数々の講演の中で悔いが残っていることもあるという、みやにしさん。それは一生懸命にやらなかったときだという。一生懸命にやったか、やらなかったか。プロであれば来場者に気づかれることもないと思うが、それでも後悔している。来場者から批判されたわけではなく、全力を尽くさなかった自分に腹が立っているのだと感じられた。この日の講演では「一生懸命やらないと損をする人がいます。それは自分です」と当時の思いを語り、一生懸命にやったときには「本当に疲れるけど、『絵本おもしろかった』っていってもらって本当によかった」と爽快感を話していた。

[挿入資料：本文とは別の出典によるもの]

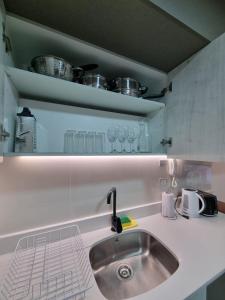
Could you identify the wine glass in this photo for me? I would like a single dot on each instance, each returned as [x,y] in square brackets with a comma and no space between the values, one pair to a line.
[131,137]
[122,135]
[112,134]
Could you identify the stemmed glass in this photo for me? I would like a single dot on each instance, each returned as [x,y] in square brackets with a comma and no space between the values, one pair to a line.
[112,134]
[131,137]
[122,135]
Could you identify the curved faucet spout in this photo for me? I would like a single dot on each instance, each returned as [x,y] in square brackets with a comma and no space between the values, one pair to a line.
[116,222]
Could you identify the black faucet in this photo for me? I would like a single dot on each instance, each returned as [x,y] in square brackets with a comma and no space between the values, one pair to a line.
[116,222]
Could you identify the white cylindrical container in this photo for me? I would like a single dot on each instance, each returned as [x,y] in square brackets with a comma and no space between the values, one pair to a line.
[168,205]
[25,139]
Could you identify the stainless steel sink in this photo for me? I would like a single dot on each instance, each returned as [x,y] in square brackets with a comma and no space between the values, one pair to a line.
[130,264]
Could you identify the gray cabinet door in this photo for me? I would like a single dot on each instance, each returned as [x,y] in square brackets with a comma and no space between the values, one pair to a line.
[2,54]
[195,110]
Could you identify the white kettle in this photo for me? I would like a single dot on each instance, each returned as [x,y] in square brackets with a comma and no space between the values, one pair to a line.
[190,203]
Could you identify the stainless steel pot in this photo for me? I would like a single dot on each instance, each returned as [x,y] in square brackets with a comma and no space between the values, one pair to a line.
[128,86]
[52,66]
[95,80]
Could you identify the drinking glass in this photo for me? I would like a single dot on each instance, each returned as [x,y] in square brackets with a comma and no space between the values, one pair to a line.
[122,135]
[90,142]
[131,137]
[69,141]
[99,142]
[112,134]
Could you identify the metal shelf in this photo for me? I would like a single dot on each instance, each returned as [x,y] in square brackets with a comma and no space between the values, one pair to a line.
[49,89]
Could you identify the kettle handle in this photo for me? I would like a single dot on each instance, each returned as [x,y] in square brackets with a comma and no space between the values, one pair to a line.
[203,203]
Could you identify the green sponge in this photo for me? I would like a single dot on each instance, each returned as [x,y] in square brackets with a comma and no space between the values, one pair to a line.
[125,219]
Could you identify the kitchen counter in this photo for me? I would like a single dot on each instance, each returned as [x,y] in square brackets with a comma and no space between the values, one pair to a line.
[198,244]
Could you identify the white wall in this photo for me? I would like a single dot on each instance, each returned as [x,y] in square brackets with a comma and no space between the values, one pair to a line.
[39,191]
[218,180]
[207,17]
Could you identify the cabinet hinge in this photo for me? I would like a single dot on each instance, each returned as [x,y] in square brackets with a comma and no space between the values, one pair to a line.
[166,141]
[3,133]
[6,39]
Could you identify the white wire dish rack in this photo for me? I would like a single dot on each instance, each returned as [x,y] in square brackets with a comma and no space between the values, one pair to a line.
[49,266]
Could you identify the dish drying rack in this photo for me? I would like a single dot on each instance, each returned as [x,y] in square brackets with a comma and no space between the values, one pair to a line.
[49,266]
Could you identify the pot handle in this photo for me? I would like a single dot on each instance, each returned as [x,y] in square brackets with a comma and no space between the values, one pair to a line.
[143,89]
[203,203]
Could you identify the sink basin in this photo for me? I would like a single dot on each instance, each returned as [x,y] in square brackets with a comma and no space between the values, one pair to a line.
[130,264]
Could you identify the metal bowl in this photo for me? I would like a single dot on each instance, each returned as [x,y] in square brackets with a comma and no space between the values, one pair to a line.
[95,80]
[51,65]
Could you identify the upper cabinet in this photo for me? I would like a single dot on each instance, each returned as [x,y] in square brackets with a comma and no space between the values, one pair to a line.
[195,111]
[65,108]
[70,115]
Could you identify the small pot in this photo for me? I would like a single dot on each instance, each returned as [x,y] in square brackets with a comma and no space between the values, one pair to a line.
[79,72]
[128,86]
[52,66]
[95,80]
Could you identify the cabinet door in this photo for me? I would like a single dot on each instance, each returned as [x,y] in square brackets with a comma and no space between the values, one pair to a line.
[2,53]
[195,110]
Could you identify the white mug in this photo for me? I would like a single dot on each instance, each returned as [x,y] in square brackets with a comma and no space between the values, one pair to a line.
[190,203]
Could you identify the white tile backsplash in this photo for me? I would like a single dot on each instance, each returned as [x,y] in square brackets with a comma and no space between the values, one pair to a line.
[40,191]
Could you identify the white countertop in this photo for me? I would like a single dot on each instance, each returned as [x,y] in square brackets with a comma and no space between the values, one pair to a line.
[199,245]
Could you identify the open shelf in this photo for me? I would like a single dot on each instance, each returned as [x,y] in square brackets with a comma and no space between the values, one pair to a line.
[41,87]
[44,40]
[13,154]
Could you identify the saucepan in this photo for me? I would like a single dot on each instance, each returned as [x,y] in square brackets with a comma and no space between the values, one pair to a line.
[58,67]
[127,86]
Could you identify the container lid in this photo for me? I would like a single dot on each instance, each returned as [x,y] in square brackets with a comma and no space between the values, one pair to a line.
[25,113]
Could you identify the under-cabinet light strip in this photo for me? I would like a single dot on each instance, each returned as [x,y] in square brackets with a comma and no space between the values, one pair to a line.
[151,157]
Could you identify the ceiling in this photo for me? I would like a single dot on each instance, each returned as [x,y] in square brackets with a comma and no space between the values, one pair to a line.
[137,29]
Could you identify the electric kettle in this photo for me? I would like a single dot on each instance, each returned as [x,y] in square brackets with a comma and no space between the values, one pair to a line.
[190,203]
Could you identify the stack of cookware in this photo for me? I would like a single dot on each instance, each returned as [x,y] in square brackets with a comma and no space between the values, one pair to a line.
[57,67]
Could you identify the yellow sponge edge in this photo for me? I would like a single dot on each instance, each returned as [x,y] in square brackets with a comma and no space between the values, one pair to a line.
[129,225]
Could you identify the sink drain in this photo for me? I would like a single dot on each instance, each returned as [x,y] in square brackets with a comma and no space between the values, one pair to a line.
[124,272]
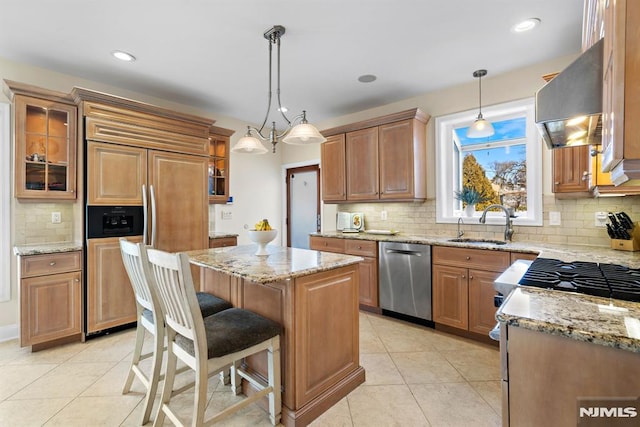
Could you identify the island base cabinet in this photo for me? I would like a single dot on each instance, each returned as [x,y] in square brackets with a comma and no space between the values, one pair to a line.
[319,348]
[548,375]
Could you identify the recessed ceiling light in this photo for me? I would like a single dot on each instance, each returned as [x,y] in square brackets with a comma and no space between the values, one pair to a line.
[367,78]
[123,56]
[526,25]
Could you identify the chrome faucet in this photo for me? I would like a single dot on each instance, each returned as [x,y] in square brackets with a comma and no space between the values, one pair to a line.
[508,227]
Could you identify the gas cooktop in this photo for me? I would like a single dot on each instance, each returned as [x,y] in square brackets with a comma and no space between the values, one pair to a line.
[604,280]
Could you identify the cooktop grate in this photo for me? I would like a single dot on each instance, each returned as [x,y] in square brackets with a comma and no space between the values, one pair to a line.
[604,280]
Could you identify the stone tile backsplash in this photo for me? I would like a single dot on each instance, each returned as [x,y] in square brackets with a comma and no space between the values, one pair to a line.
[578,217]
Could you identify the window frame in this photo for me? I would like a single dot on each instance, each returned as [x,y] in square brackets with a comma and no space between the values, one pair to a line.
[446,166]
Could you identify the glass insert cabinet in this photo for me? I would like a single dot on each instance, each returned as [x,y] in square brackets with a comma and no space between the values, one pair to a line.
[218,187]
[45,133]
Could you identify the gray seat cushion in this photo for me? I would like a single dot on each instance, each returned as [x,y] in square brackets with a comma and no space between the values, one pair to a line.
[209,304]
[233,330]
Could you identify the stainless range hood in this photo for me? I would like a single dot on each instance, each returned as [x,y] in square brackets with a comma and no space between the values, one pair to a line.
[569,107]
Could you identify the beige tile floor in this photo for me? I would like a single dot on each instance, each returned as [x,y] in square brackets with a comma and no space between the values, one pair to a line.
[415,376]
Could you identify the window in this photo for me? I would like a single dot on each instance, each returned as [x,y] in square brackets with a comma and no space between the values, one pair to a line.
[505,168]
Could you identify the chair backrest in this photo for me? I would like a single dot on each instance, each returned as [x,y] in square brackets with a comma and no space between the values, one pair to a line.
[136,265]
[174,286]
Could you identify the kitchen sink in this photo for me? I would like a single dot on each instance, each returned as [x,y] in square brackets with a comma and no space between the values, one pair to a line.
[486,241]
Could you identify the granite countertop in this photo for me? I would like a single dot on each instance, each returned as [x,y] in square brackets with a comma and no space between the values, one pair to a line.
[567,253]
[282,262]
[612,323]
[220,235]
[46,248]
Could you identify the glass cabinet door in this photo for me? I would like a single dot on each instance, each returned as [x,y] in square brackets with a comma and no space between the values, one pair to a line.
[218,188]
[45,149]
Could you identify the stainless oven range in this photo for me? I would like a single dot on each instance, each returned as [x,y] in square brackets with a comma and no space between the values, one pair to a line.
[603,280]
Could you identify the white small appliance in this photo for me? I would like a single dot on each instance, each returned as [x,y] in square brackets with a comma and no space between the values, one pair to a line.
[350,222]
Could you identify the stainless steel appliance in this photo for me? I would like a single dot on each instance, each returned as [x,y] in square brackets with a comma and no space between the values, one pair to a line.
[603,280]
[572,102]
[404,272]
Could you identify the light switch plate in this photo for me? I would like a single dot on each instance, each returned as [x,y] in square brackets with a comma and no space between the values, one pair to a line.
[600,219]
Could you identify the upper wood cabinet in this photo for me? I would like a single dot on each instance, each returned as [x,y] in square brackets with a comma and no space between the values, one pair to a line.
[45,143]
[384,159]
[333,178]
[621,91]
[218,185]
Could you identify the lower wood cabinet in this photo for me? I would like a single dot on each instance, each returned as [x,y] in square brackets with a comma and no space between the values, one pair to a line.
[463,287]
[368,268]
[221,242]
[50,298]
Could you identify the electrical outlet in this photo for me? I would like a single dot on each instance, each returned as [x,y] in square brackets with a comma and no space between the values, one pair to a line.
[600,219]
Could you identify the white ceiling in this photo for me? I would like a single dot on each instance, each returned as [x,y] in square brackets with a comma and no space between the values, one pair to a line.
[211,54]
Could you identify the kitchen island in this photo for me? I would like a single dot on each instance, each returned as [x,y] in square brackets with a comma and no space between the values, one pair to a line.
[314,296]
[563,354]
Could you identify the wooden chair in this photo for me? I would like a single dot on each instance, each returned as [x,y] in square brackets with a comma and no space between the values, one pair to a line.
[151,320]
[209,345]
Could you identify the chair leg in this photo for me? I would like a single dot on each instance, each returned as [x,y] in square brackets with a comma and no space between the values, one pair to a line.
[275,402]
[200,393]
[167,388]
[140,331]
[154,377]
[236,380]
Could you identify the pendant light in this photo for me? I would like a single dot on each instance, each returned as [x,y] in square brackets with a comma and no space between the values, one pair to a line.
[298,131]
[480,128]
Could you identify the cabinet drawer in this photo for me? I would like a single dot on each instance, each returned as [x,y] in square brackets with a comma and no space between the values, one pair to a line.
[327,244]
[361,247]
[39,265]
[471,258]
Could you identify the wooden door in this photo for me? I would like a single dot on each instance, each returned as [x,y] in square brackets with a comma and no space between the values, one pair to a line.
[110,298]
[450,296]
[50,307]
[571,169]
[362,164]
[397,162]
[333,169]
[482,311]
[115,173]
[182,204]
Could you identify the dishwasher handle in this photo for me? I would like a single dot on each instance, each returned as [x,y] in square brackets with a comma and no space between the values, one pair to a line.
[402,252]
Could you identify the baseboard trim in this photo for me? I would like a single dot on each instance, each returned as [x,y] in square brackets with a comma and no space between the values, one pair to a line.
[9,332]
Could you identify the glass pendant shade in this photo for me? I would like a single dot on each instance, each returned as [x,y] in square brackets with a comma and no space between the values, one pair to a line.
[249,144]
[480,128]
[304,133]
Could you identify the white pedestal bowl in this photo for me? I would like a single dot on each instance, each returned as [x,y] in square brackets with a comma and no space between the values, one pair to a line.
[262,238]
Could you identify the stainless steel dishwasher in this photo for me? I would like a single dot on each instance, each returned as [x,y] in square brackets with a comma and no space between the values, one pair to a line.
[404,271]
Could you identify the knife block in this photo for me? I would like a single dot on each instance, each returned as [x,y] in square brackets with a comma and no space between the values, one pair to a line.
[632,244]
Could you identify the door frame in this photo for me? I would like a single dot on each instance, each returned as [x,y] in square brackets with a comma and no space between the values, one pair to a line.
[298,167]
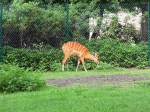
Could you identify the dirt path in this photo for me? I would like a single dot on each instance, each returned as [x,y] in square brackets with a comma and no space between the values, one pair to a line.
[109,79]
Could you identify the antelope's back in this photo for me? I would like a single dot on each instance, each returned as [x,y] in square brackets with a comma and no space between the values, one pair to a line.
[74,48]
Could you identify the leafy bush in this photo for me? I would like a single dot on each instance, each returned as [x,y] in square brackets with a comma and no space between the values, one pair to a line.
[111,51]
[119,53]
[14,79]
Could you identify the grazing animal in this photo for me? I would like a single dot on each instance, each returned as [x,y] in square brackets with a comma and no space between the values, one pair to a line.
[77,49]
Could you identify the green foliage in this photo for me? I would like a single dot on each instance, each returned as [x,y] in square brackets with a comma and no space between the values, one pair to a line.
[32,24]
[34,59]
[111,51]
[119,53]
[14,79]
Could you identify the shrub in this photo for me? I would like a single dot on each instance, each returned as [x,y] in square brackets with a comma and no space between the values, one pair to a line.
[111,51]
[14,79]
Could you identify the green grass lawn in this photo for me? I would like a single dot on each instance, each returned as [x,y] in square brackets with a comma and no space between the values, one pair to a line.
[82,98]
[116,71]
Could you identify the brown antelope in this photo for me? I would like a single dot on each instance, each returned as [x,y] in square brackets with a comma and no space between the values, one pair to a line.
[75,48]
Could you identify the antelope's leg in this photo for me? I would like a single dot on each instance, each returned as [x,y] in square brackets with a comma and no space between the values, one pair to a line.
[63,62]
[82,60]
[78,65]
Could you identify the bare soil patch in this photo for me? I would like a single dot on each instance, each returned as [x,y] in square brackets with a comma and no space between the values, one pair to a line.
[109,79]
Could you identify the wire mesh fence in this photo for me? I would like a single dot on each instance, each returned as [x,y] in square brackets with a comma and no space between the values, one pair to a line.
[30,26]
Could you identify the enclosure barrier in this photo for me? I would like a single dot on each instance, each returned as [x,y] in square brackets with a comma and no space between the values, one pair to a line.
[38,31]
[1,33]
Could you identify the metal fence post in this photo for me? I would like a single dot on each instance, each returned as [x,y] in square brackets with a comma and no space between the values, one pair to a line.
[1,33]
[67,29]
[149,32]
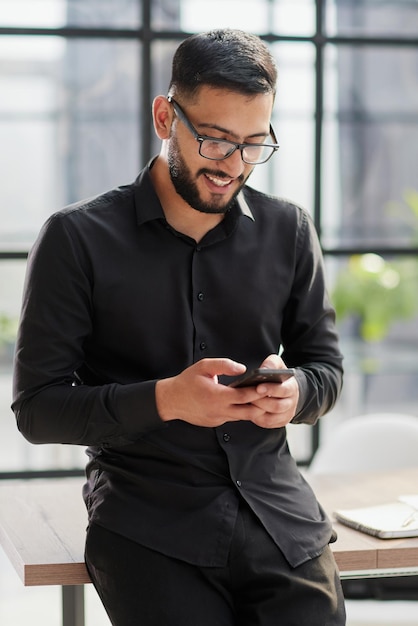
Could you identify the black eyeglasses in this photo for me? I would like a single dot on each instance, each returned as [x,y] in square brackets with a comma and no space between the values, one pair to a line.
[220,149]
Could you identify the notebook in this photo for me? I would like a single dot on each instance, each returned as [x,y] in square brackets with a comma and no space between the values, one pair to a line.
[386,521]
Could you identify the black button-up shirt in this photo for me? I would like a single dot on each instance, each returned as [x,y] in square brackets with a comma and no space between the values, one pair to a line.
[116,299]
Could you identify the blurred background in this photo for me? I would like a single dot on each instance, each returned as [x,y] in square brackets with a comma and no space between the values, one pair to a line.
[77,79]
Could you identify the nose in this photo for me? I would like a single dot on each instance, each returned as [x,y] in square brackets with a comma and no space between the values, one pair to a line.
[233,165]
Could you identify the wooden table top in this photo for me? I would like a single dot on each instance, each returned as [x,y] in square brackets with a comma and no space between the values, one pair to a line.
[42,525]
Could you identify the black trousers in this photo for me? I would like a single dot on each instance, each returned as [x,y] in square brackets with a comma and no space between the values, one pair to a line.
[140,587]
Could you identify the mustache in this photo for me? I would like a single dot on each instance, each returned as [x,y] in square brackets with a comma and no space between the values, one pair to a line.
[219,174]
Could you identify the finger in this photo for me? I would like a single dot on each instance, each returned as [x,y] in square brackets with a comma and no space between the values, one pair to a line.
[217,367]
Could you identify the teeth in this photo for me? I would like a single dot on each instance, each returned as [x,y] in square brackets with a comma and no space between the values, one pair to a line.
[219,182]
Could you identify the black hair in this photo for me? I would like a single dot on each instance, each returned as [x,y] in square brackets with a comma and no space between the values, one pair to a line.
[225,58]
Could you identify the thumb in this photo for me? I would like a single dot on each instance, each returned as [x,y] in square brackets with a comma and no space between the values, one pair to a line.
[216,367]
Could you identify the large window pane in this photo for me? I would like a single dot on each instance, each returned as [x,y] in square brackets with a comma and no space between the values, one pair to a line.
[59,13]
[69,126]
[370,146]
[287,17]
[372,17]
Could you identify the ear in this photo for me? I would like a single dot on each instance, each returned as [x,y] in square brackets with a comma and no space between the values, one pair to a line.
[162,115]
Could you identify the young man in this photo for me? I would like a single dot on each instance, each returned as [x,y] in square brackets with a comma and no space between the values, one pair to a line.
[140,306]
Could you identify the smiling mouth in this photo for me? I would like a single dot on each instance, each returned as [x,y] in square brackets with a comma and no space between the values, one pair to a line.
[219,182]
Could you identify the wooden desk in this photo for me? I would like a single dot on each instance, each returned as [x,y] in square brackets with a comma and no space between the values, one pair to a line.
[42,530]
[357,554]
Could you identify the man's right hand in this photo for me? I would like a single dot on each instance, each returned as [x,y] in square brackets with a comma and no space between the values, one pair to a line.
[196,396]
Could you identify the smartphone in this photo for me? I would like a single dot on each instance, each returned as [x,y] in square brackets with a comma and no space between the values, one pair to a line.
[262,375]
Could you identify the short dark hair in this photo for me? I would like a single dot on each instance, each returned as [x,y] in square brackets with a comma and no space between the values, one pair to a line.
[225,58]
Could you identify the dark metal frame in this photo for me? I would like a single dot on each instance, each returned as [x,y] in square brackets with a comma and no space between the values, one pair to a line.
[147,36]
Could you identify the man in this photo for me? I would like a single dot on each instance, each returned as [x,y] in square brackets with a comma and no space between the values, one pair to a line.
[140,307]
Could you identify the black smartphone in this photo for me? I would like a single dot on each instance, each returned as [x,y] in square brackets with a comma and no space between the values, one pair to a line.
[262,375]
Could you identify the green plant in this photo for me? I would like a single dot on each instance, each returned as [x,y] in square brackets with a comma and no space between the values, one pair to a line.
[376,292]
[8,329]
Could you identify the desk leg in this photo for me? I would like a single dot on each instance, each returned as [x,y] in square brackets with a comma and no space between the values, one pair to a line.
[73,605]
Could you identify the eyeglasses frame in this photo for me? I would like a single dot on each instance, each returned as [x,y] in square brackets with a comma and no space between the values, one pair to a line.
[234,146]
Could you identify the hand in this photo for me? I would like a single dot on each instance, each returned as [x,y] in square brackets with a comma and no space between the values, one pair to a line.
[278,402]
[195,396]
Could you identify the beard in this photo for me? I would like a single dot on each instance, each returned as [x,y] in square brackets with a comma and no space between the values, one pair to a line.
[186,186]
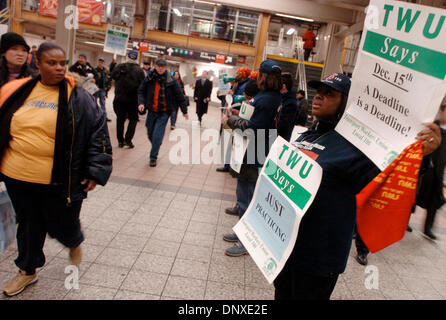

「一生懸命」は、どうして大切か。怠けるのはなぜよくないのか。ともに、周囲に〝伝染〟するからだと思う。例えば子ども。子どもは大人を見て育つ。みやにしさんいわく「大人を見てあんなふうになりたいと思う」。自分の子どもが怠惰な自分のように成長したら、どうだろうか。「損をするのは自分」、つまり気持ちの面だけでなく、自分が怠ければ将来の自分に影響してくるということも伝えたかったのではないだろうか。
周囲にはサボることしか考えていないと思える人もたくさんいる。サボりに流されることなく、自分は一生懸命にやろう。子どもたちを一生懸命に楽しませる絵本作家に接し、あらためて一生懸命の大切さが分かった。 (賀)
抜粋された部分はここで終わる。